Let me try to go through each section:
The page must have metadata to describe what is in the page including the free space available. This is a 24 bytes fixed header.
This is an array of item pointers (not the items or tuples themselves. Each itemId is a 4 byte offset:length pointer which points to the offset in the page of where the item is and how large is it.
It is the fact that this pointer exist allows the HOT optimization (Heap only tuple), when an update happens to a row in postgres, a new tuple is generated, if the tuple happened to fit in the same page as the old tuple, the HOT optiimization changes the old item id pointer to point to the new tuple. This way indexes and other data structures can still point to the old tuple id. Very powerful.
Although one criticism is the size the item pointers take, at 4 bytes each, if I can store 1000 items, half the page (4KB) is wasted on headers.
I use items, tuples and rows but there a difference, the row is what the user see, the tuple is the physical instance of the row in the page, the item is the tuple. The same row can have 10 tuples, one active tuple and 7 left for older transactions (MVCC reasons) to read and 2 dead tuples that no one needs any more.
This is where the items themselves live in the page one after the other.
This section is only applicable to B+Tree index leaf pages where each page links to the previous and forward. Information about page pointers are stored here.

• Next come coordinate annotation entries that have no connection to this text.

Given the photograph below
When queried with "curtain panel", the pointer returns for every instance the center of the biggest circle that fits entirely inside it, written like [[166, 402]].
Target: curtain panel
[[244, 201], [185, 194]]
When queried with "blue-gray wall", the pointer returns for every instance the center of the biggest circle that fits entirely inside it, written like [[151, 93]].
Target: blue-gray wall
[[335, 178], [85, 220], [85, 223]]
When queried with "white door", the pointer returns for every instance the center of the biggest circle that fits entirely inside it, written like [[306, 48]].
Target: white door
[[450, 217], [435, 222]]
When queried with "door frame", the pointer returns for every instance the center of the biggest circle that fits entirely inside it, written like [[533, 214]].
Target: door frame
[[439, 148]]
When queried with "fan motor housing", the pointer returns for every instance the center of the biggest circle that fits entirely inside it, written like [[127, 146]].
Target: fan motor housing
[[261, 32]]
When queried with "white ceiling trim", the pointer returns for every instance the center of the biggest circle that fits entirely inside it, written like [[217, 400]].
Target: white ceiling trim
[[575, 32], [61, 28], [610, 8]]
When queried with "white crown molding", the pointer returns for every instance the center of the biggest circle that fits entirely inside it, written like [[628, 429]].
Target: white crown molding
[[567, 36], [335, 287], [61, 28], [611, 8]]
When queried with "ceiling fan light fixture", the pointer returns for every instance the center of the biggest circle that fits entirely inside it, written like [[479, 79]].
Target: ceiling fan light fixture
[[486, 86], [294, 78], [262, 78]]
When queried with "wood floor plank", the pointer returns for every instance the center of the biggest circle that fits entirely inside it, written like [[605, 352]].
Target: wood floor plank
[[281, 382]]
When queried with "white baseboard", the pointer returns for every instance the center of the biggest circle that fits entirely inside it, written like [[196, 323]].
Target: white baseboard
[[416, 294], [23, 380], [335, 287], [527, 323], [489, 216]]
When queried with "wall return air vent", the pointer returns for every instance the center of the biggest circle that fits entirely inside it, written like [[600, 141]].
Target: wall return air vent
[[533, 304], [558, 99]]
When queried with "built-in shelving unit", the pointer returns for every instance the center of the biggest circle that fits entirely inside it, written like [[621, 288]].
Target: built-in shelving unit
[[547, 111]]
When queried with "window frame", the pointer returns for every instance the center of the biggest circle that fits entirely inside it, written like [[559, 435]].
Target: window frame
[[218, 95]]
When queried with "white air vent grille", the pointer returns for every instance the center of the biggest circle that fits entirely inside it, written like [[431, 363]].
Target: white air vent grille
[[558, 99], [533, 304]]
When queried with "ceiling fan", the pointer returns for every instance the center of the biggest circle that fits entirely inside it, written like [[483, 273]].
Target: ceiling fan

Here is an example of how tuples are referenced.
Data in databases end in pages, whether this is index, sequence, or a table rows. This makes it easier for the database to work with pages regardless what is in the page itself. The page it self has a header and data and is stored on disk in as part of a file. Each database has a different implementation of how the page looks like and how it is physically stored on disk but at the end, the concept is the same.